There was no amount awarded pursuant to a judgment or decree of any court. Nor was there a consent decree entered. This was clearly an amount received pursuant to a settlement without the status or benefits of a decree or judgment. The statute and the regulations both clearly require a decree or judgment before the benefits of section 1304 may be invoked. See Cutler, Taxation of The Proceeds of Litigation, 57 Colum.L.Rev. 470 (1957).

The settlement was not for infringement of a patent

As related above, after the Supreme Court's decision, three counts remained in USG's action against National and Certain-Teed. Two of those counts were based on a theory of quantum meruit. Only one count alleged infringement. The case was further complicated by the defense of misuse of the patents. With the Iowa case in this complicated posture, I cannot conclude that the settlement was based on the infringement action and thereby came within the narrow provisions of section 1304.

In summary, based on the full and complete record before me, I find that the amounts received in settlement of the Iowa litigation did not constitute an award in a civil action for infringement of a patent within the meaning of section 1304.
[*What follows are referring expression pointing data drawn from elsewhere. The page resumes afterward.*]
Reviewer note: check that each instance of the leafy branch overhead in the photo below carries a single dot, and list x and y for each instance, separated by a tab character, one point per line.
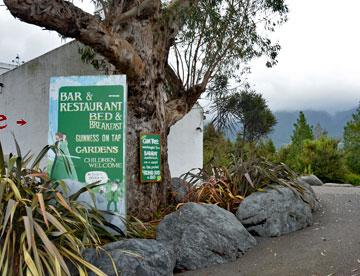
190	41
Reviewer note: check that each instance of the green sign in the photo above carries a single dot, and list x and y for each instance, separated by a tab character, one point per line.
87	121
150	158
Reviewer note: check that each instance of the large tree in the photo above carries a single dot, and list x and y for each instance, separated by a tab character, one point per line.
205	38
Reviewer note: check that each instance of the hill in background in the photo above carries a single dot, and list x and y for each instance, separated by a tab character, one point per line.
332	123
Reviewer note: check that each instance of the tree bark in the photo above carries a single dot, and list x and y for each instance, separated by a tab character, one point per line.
137	43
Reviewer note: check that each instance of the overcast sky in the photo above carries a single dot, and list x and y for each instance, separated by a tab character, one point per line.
318	64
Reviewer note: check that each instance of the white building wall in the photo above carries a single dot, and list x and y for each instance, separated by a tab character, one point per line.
25	95
185	143
4	67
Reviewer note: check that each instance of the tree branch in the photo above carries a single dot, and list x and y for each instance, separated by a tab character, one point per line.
172	15
146	9
71	21
177	108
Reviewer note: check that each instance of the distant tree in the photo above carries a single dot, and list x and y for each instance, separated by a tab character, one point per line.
246	112
302	131
266	149
323	158
217	148
138	37
319	131
352	142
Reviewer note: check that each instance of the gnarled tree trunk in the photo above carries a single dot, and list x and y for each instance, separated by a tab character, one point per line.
135	37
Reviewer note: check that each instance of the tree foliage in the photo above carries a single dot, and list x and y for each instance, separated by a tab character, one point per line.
323	158
352	142
302	131
245	111
170	51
In view of this finding, it is of course unnecessary to determine the final question, whether any computation under section 1304 should take into account USG's Korean War Excess Profit taxes during and after the years covered by the Iowa litigation.

JUDGMENT

The attorneys for all of the parties are directed to compute, consistent with the findings and conclusions herein, the amounts of any refunds due plaintiffs. Upon such recomputations the parties shall prepare and submit for entry separate judgments in each of these previously consolidated actions.